Tras expirar el Mandato Británico en Palestina el 15 de mayo de 1948, los israelíes, con Ben Gurión a la cabeza, declararon su independencia en los términos de la Declaración Balfour de 1917. 24 horas bastaron para que tropas de cinco países árabes se abalanzaran sobre el naciente estado judío. El Israel victorioso surgido de aquella guerra siguió apelando a la legalidad internacional, sumando a sus derechos históricos el que específicamente le conferiría la resolución 181 de Naciones Unidas votada por 33 países – Venezuela entre ellos– en la Asamblea General del 29 de noviembre de 1949.
Israel jamás reclamó más allá de los que eran sus territorios ancestrales desde los tiempos de David, cuya extensión equivale aproximadamente el 60 % de la de nuestro estado Barinas. Nunca quiso Israel sojuzgar a nación alguna, como tampoco imponerles su religión o expoliar los recursos de sus vecinos.
El sueño sionista nunca fue el conquistar sino restaurar el hogar anhelado por la judeidad desde la destrucción del Templo de Salomón en tiempos de Tito, en el 70 DC, que marcara el inicio de la diáspora judía hoy por el mundo.
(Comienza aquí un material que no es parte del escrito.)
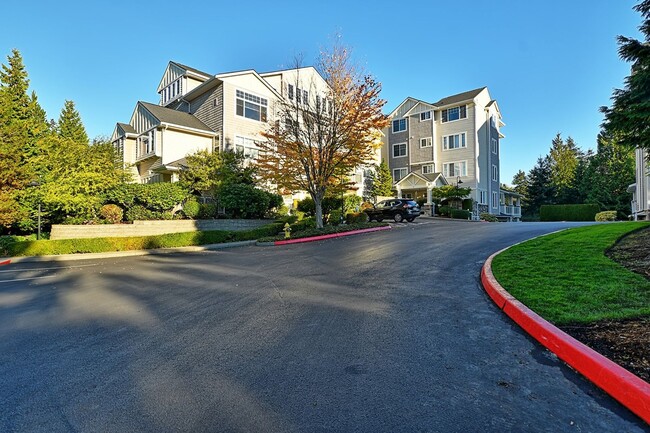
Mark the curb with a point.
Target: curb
(630, 390)
(330, 236)
(112, 254)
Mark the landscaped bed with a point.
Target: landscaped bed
(570, 280)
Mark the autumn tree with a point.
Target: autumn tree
(320, 136)
(629, 115)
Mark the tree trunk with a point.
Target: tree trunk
(318, 204)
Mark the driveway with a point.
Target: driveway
(384, 332)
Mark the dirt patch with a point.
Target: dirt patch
(626, 342)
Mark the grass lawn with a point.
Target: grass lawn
(566, 278)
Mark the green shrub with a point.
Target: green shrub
(112, 213)
(444, 210)
(356, 217)
(485, 216)
(568, 212)
(207, 211)
(191, 208)
(608, 215)
(98, 245)
(460, 214)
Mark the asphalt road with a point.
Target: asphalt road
(382, 332)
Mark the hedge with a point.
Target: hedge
(101, 245)
(568, 212)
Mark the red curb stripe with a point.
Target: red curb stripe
(630, 390)
(330, 236)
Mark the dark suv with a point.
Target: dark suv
(398, 209)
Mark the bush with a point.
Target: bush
(568, 212)
(444, 210)
(489, 217)
(356, 217)
(112, 213)
(191, 208)
(608, 215)
(460, 214)
(207, 211)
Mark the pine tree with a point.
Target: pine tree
(629, 115)
(70, 126)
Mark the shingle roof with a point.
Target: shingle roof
(127, 128)
(470, 94)
(189, 68)
(174, 117)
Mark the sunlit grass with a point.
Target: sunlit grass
(566, 277)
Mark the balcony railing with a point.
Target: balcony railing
(510, 210)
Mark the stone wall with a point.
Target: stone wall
(149, 228)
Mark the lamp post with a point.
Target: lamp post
(38, 233)
(458, 182)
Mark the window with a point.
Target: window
(482, 199)
(399, 150)
(455, 141)
(398, 173)
(251, 106)
(455, 113)
(399, 125)
(247, 147)
(454, 169)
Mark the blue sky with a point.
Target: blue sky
(550, 64)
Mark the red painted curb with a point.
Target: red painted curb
(629, 389)
(330, 236)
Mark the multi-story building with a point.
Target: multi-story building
(223, 112)
(455, 140)
(641, 188)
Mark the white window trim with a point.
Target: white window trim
(454, 148)
(268, 110)
(406, 148)
(454, 162)
(392, 126)
(400, 169)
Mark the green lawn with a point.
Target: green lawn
(566, 278)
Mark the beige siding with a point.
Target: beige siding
(176, 145)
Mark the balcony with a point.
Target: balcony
(510, 210)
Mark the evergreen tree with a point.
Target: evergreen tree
(629, 115)
(540, 188)
(564, 159)
(70, 126)
(382, 181)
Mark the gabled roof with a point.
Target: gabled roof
(173, 117)
(460, 97)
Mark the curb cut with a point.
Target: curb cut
(131, 253)
(630, 390)
(331, 236)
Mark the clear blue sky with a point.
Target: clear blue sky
(550, 64)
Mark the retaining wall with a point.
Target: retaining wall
(149, 228)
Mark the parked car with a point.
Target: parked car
(398, 209)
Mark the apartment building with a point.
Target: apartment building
(456, 141)
(641, 188)
(223, 112)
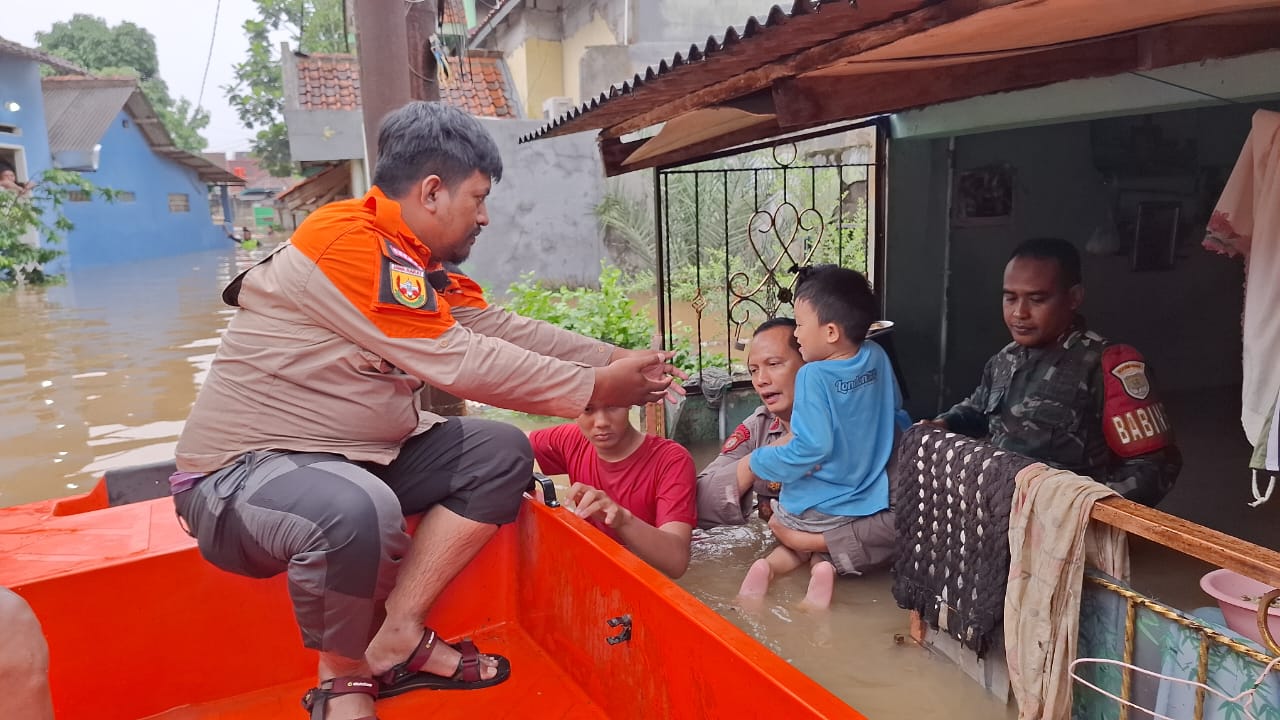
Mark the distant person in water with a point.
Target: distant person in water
(23, 662)
(833, 469)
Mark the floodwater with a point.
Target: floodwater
(101, 372)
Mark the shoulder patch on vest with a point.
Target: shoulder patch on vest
(1133, 419)
(405, 285)
(737, 437)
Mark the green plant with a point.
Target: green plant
(257, 94)
(606, 314)
(127, 50)
(35, 217)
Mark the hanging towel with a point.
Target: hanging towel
(1247, 222)
(951, 502)
(1050, 542)
(1266, 456)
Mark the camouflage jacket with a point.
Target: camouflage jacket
(1048, 404)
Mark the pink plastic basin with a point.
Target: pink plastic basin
(1232, 589)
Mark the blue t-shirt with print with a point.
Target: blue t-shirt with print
(842, 423)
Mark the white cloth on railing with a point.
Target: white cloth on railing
(1247, 222)
(1050, 542)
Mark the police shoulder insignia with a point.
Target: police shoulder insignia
(739, 436)
(408, 286)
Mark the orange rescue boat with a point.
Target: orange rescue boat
(140, 625)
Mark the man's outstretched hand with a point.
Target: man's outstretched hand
(638, 377)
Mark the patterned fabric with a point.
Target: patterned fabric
(952, 500)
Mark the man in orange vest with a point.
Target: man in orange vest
(307, 443)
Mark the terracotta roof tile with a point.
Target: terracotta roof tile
(476, 83)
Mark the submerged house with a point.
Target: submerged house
(1114, 126)
(106, 130)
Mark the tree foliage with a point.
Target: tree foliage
(257, 95)
(37, 215)
(127, 50)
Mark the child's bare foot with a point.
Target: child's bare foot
(822, 584)
(757, 582)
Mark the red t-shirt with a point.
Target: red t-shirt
(656, 482)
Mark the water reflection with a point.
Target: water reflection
(853, 650)
(101, 372)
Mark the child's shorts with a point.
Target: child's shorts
(854, 545)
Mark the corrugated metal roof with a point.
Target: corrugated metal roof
(821, 24)
(10, 48)
(78, 110)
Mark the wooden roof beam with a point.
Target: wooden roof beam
(803, 101)
(817, 57)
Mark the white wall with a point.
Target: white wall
(540, 215)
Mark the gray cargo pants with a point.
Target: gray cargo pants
(338, 527)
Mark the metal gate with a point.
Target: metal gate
(732, 229)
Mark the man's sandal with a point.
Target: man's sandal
(316, 698)
(408, 675)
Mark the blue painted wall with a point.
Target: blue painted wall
(122, 232)
(19, 82)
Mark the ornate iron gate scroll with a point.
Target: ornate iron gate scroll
(731, 231)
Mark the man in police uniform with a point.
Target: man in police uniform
(306, 445)
(1066, 396)
(725, 487)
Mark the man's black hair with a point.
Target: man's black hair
(840, 296)
(790, 323)
(1056, 249)
(432, 139)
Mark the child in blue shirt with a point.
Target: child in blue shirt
(833, 469)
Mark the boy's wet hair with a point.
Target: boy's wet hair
(790, 323)
(840, 296)
(1057, 250)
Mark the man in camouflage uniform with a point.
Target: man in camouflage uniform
(1066, 396)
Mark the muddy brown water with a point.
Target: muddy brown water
(101, 372)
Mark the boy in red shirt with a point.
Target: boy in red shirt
(638, 488)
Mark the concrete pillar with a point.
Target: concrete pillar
(384, 73)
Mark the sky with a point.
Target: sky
(182, 30)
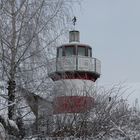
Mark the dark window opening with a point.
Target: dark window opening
(69, 50)
(81, 51)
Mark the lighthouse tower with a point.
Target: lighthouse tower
(74, 71)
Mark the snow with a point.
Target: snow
(2, 132)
En 1956 sobrevendría la crisis de Suez, en 1967 la Guerra de los Seis Días y otra más en 1973, en pleno Yom-Kippur. Sería la última conflagración formal promovida por estados árabes contra Israel, que una vez más los derrotaría a todos. Desde poco antes, con la matanza de los atletas olímpicos en Múnich en 1972 –el recordado «Septiembre Negro»- el odio anti-israelí asumiría progresivamente la forma del terrorismo dirigido contra población civil indefensa.
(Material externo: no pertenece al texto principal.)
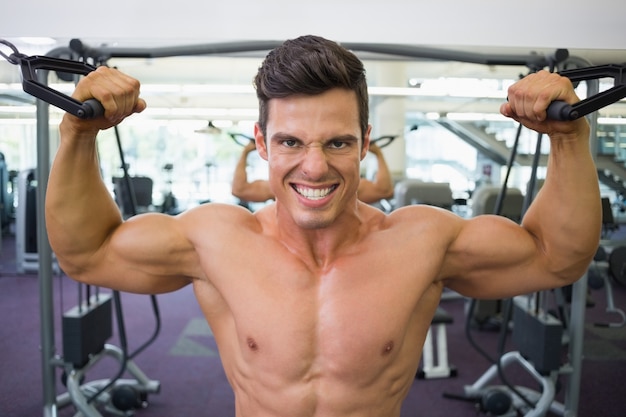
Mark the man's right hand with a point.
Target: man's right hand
(117, 92)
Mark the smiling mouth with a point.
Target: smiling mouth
(314, 193)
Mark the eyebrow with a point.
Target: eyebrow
(343, 138)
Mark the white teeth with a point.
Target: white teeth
(314, 193)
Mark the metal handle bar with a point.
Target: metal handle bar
(559, 110)
(29, 65)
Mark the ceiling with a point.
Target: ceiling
(222, 79)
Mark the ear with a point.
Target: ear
(366, 142)
(261, 143)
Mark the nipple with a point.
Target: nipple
(252, 344)
(388, 348)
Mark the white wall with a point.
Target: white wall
(512, 23)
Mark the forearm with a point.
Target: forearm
(566, 214)
(80, 212)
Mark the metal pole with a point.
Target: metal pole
(45, 259)
(579, 289)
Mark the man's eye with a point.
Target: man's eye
(337, 144)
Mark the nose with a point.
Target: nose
(315, 162)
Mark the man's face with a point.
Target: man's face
(314, 150)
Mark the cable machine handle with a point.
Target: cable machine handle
(559, 110)
(88, 109)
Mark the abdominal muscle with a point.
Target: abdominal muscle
(335, 344)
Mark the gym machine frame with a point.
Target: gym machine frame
(49, 362)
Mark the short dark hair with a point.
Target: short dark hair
(310, 65)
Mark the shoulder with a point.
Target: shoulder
(217, 217)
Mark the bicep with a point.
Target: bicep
(147, 254)
(493, 257)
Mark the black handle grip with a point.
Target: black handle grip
(90, 109)
(560, 110)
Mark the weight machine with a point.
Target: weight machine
(537, 334)
(35, 72)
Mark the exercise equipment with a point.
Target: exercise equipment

En adelante, la baja que no lograron infligirle a Israel en combate la cobrarían con niños, familias y vecindarios enteros. Ni siquiera los acuerdos de Camp David de 1978 pudieron detener aquella formidable máquina de matar. De recordar son los atentados terroristas como el del aeropuerto de Lod, también en 1972, en el que el mayor número de víctimas se contó entre peregrinos cristianos oriundos de Puerto Rico, así como el secuestro del vuelo 139 de Air France en ruta a París que fuera obligado a aterrizar en el aeropuerto de Entebbe, en la Uganda de Idi Amin, los atentados contra la embajada israelí en 1992 y la AMIA en 1994 en Buenos Aires y el del aeropuerto de Burga, en Bulgaria, en 2012. «Desde el río hasta el mar». Así lo ha sostenido el radicalismo árabe desde siempre. Para los enemigos de Israel la única paz posible es aquella en la que Israel no exista.
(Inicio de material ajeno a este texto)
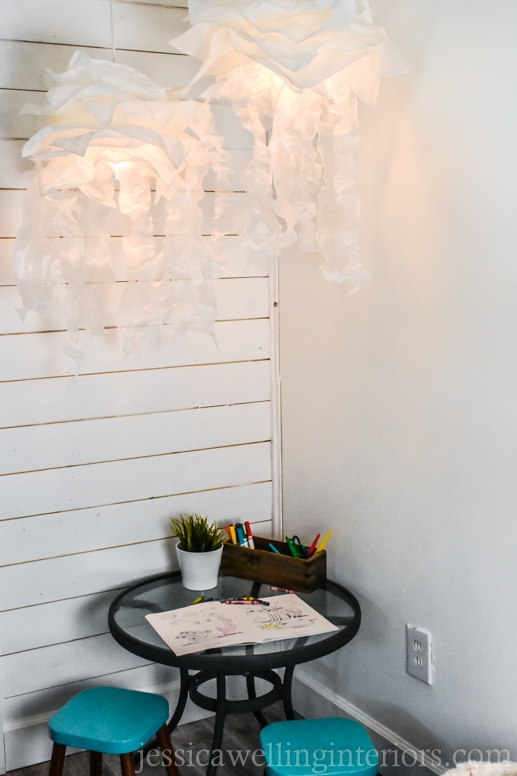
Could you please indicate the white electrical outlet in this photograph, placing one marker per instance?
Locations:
(418, 648)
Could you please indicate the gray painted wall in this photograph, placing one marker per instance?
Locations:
(400, 403)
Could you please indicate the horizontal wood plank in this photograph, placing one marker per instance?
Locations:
(64, 663)
(147, 28)
(22, 64)
(70, 576)
(32, 448)
(129, 393)
(45, 624)
(75, 618)
(32, 356)
(238, 299)
(21, 710)
(78, 487)
(37, 538)
(81, 23)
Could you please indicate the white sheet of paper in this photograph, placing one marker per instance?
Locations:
(214, 624)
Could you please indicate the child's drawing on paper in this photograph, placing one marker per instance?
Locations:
(281, 617)
(210, 625)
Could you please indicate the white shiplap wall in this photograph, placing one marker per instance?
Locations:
(92, 467)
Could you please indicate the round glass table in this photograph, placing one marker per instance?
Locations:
(165, 592)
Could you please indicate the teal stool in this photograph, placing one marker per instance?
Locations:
(303, 747)
(111, 721)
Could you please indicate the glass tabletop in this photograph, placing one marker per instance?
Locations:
(165, 592)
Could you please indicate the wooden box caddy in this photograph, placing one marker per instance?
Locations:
(264, 565)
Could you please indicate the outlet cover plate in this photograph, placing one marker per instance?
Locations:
(418, 651)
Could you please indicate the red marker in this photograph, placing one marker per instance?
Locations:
(313, 545)
(249, 535)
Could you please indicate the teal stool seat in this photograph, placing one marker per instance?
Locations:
(303, 747)
(110, 720)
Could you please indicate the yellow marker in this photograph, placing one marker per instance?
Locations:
(323, 541)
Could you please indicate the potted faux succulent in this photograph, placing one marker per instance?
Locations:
(199, 550)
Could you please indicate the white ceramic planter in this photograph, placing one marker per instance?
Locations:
(199, 570)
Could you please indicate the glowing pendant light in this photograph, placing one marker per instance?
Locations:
(294, 71)
(114, 144)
Dos, tres tiros la humanidad de un inocente. Un arsenal de armas en un retén de neonatos o un búnker debajo de una escuela, qué más les da. Son vidas sin valor ante un Hamas o un Hezbolá para los que remordimiento, perdón y compasión nada significan. ¿Qué excusas darán a semejantes crímenes esos académicos y pretendidos intelectuales estadounidenses y europeos enfundados en sus elegantes «keffiyehs» que dan arengas y escriben artículos de prensa desde sus cómodos estudios en Boston, Londres o París? ¿Qué tienen que decir, más allá de la retórica declarativa de sus jerarcas, agencias internacionales como la UNRWA? ¿Cómo se justificarán ante la historia los que hoy reciben con honores diplomáticos a los emisarios del islamismo radical, que antes que credenciales lo que traen consigo son verdaderos prontuarios?
El 7-O fue el crimen. Su escenario, los kibutz de Re’im y Be’eri y sus cercanías, donde se celebraba una fiesta juvenil. 250 rehenes fueron tomados tras una masacre que dejó más de 1200 muertos. La mitad sigue en cautiverio en condiciones espeluznantes. Algunos medios, como El Mundo de Madrid en su edición del 20 de junio, estiman que al día de hoy apenas 50 continúen con vida. Bastaría una sola palabra de los capos de Hamas y Hezbolá cómodamente instalados en sus «lofts» de Doha o de los ayatolás que mesan sus barbazas en Teherán para parar la masacre, pero no.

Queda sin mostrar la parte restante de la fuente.